Methods: From December 2017 to September 2019, patients undergoing revision arthroplasty in a single centre due to PJI and aseptic failure (AF) were included, with demographic data and laboratory test results recorded prospectively. Periprosthetic tissue samples were collected intraoperatively and assigned to tissue-mechanical homogenization (T-MH), tissue-manual milling (T-MM), tissue-dithiothreitol (T-DTT) treatment, tissue-sonication (T-S), and tissue-direct culture (T-D). The yield of the microbial cultures was then analyzed.

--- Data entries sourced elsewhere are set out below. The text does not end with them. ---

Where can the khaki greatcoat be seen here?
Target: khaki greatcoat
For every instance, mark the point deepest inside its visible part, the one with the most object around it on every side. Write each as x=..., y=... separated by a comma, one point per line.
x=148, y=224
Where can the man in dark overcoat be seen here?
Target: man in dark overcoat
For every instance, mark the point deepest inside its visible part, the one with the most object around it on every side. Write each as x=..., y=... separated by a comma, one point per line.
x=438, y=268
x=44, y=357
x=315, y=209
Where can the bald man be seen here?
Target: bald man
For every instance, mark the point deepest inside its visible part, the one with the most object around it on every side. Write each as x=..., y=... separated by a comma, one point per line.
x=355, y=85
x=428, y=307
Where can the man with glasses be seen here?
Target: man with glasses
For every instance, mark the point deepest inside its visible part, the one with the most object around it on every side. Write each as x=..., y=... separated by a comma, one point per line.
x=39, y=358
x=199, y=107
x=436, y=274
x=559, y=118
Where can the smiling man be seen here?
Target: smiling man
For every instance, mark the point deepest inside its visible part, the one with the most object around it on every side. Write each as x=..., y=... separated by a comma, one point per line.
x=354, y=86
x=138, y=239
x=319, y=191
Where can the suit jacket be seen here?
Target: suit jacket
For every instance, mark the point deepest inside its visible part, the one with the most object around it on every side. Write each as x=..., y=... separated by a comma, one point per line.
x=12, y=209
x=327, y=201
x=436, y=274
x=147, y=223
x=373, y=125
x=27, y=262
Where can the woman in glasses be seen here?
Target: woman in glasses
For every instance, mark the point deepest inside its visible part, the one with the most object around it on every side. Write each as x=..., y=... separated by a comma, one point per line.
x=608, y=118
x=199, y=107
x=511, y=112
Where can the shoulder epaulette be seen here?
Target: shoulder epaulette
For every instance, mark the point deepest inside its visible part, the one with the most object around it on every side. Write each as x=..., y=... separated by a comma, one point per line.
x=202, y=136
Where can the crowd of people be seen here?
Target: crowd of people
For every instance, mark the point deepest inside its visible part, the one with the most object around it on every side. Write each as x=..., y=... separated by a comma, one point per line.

Results: A total of 46 patients were enrolled, including 28 patients in the PJI group and 18 patients in the AF group. In the PJI group, 23 cases had positive culture results via T-MH, 22 cases via T-DTT, 20 cases via T-S, 15 cases via T-MM, and 13 cases via T-D. Three cases under ongoing antibiotic treatment remained culture-negative. Five tissue samples provided the optimal yield. Any ongoing antibiotic treatment had a relevant influence on culture sensitivity, except for T-DTT.
Conclusion: T-MH had the highest sensitivity. Combining T-MH with T-DTT, which requires no special equipment, may effectively improve bacterial detection in PJI. A total of five periprosthetic tissue biopsies should be sampled in revision arthroplasty for optimal detection of PJI. Cite this article: Bone Joint Res 2021;10(2):96-104.
Keywords: Culture; Periprosthetic joint infection; Pretreatment.